The “intellectual” strategy is understood as an internally directed search for a response, the originality of which is determined by intellectual abilities (resources of knowledge and logical thinking), while the “spontaneous” strategy is defined as the insurance of divergent thinking due to a given variety of stimuli. The success of divergent thinking is mediated by the involvement of different components of intelligence, the combination of which makes it possible to predict about 46% of neural networks involved in creativity [5], and the reason for its failure may be the lack of desire to search for information [36].

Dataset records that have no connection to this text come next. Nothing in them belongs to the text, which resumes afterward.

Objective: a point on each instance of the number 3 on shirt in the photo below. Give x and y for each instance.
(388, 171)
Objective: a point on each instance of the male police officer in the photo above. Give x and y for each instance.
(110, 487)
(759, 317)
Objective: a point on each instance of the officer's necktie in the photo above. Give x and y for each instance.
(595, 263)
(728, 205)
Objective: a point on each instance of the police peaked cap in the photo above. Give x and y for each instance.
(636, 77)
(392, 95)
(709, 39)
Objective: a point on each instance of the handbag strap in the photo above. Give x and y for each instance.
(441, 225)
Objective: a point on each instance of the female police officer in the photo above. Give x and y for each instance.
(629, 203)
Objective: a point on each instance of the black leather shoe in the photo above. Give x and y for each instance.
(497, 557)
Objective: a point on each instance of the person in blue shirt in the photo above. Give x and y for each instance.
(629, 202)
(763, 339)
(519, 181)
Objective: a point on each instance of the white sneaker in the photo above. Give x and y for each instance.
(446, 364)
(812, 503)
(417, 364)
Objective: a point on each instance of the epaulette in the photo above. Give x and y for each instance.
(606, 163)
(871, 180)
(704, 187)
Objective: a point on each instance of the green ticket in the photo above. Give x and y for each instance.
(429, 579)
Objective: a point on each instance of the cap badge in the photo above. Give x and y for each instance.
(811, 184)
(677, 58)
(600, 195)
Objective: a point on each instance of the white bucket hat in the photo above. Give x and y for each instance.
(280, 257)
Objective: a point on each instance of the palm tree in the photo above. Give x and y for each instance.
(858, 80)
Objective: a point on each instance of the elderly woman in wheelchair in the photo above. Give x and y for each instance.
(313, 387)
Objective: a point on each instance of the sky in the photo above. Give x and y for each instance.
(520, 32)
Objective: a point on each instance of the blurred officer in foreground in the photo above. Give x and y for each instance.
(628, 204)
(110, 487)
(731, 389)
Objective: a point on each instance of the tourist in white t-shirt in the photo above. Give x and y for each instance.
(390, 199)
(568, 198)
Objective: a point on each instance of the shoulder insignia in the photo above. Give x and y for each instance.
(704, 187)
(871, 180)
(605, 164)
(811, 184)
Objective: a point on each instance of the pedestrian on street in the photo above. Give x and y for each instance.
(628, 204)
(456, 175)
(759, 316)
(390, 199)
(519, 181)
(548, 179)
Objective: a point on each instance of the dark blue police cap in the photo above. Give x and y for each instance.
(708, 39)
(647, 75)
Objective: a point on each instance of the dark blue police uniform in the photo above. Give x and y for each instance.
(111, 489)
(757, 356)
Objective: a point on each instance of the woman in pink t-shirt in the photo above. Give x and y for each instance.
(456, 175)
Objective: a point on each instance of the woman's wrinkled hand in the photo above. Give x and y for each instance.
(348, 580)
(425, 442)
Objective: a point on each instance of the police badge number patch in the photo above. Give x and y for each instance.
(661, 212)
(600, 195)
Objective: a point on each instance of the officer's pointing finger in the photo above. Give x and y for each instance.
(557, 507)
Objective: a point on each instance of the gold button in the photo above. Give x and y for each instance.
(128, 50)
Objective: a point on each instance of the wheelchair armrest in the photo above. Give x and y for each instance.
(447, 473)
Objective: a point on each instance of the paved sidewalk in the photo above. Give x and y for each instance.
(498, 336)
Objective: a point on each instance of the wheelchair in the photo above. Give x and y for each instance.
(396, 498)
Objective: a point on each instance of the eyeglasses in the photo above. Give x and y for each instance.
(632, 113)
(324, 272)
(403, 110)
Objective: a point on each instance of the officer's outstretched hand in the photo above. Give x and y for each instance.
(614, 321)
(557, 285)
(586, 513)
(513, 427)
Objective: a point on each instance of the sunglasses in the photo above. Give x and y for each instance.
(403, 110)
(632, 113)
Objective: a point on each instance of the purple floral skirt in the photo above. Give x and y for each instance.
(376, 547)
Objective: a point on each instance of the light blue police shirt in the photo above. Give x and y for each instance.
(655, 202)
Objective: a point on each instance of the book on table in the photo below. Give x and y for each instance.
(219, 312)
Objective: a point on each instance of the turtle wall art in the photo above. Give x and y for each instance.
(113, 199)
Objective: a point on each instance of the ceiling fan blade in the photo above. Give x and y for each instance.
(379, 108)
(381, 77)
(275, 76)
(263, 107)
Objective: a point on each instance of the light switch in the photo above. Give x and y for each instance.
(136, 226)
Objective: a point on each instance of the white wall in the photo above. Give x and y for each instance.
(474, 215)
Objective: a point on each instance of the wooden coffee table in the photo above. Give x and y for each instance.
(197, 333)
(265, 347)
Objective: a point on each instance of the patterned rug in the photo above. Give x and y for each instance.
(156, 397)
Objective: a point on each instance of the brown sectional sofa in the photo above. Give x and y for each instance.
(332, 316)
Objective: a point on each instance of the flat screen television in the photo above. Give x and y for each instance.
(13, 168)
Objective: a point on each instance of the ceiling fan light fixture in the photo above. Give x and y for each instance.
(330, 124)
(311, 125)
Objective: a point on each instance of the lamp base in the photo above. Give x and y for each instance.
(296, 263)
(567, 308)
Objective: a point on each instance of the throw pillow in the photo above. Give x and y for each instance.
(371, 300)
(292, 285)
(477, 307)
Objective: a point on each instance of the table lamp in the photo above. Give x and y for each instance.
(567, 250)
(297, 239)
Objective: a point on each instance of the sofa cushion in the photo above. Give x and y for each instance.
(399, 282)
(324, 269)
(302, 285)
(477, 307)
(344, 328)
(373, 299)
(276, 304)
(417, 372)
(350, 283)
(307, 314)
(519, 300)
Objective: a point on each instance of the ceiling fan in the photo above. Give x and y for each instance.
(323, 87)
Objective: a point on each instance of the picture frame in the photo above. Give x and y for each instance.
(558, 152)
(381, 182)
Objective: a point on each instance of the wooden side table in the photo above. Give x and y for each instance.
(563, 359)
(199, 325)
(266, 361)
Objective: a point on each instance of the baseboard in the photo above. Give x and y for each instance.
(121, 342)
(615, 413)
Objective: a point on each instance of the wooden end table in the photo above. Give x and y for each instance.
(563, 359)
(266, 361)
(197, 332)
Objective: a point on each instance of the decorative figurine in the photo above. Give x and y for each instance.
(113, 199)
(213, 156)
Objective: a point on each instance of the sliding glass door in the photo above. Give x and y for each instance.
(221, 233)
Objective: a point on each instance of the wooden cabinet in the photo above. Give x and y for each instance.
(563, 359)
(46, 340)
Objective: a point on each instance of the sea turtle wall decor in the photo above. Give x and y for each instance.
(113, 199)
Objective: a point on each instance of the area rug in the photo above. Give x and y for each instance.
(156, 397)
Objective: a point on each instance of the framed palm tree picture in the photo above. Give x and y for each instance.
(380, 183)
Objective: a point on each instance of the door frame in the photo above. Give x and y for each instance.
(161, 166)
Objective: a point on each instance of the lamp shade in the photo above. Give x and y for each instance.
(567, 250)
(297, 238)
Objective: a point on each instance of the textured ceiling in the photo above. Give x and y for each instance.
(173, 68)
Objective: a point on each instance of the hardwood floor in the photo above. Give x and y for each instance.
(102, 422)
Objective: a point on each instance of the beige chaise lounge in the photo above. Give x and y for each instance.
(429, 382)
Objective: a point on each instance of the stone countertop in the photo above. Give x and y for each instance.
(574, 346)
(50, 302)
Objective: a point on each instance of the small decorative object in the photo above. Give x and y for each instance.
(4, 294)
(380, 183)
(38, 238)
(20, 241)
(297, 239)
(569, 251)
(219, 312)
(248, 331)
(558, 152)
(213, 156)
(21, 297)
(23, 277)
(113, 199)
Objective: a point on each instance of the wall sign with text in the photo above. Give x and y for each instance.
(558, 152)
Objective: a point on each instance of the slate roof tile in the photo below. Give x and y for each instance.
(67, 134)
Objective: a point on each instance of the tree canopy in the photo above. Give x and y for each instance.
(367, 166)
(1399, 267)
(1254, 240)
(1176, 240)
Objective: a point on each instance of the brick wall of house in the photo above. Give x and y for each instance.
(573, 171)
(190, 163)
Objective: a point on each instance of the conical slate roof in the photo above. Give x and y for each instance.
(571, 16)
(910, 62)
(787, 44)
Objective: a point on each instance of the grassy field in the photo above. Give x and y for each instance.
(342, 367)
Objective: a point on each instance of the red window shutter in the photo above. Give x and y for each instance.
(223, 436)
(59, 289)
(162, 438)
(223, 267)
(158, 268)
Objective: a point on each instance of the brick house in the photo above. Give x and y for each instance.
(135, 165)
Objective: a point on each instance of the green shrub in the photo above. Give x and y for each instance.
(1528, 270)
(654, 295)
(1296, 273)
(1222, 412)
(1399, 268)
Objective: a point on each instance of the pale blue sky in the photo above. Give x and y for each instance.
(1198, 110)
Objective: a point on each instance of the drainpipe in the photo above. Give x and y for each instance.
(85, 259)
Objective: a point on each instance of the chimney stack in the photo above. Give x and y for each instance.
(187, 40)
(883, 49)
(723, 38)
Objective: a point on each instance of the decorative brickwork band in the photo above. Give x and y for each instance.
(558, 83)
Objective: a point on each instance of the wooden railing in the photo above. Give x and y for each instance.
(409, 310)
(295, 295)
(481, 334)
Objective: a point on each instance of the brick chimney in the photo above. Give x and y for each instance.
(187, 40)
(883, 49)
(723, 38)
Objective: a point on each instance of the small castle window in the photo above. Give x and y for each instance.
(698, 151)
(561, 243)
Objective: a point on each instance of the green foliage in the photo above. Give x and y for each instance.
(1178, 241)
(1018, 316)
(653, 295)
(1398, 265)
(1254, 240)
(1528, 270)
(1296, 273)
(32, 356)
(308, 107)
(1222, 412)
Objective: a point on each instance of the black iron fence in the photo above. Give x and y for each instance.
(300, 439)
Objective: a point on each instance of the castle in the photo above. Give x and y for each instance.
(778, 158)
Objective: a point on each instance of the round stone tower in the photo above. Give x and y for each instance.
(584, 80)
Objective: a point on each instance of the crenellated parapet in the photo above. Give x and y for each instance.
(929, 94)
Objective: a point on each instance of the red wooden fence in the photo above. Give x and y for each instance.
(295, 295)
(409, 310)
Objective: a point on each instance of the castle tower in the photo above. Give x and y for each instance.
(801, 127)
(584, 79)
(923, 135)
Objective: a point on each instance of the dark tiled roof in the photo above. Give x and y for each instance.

According to the literature data, the biopotentials of the ∆-range are considered as an indicator of the motivational component of activity that modulates functional activity of neural networks [37, 38], while β-activity reflects the information load and factors of cognitive control reorganization through the FPN functions [29, 39, 40]. In this case, the revealed regional specificity of the correlation patterns of these rhythms in GrCIQ and GRC can be interpreted as motivational pre-tuning of flexible reorganization of the selective processes in order to search for an original idea, based on executive control or a system of distant semantic associations, respectively.

Thus, analysis of the resting state EEG makes it possible to assess the individual resources of the reorganization of the brain structures depending on the conditions for creativity testing, which first of all require the flexibility of thinking or fluency in the search for ideas. It seems likely that due to the summation of such different strategies for solving a problem, in psychometric creativity testing, different forms of relationships between originality, fluency, and flexibility are observed [41, 42]. This fact of different ways of achieving a result is emphasized in the dual pathway to creativity model, i.e., as a function of flexible thinking and perseverance [43], or the association of originality and flexibility indices not only with different brain structures, but also with their multidirectional associations [44, 45]. Thus, as one of the factors of the observed diversity in the interaction of brain structures in the analysis of creativity [4, 811], different testing conditions should be considered, since the tasks most often used in both EEG and fMRI studies are “Alternative Uses Test” or “Incomplete figures” are different in nature (verbal and non-verbal, respectively) and, as was demonstrated in the present study, require different strategies for finding an answer.

CONCLUSIONS

The revealed frequency-spatial patterns of ∆- and β2-rhythms and their relationships reflect pre-tuning of functional cortex activity to use different strategies for searching for an original idea in creativity testing. The combination of low-frequency biopotentials of the frontal cortex and generalized high-frequency β‑activity can be associated with the strategy of an “intelligent” search for an original answer under the pressure of stereotypical decision. Differentially presented clustering of β2-activity with its more diffusely distributed correlation with the ∆-rhythm with the exclusion of the anterior frontal areas reflects the search for a solution based on spontaneous, less controlled associations.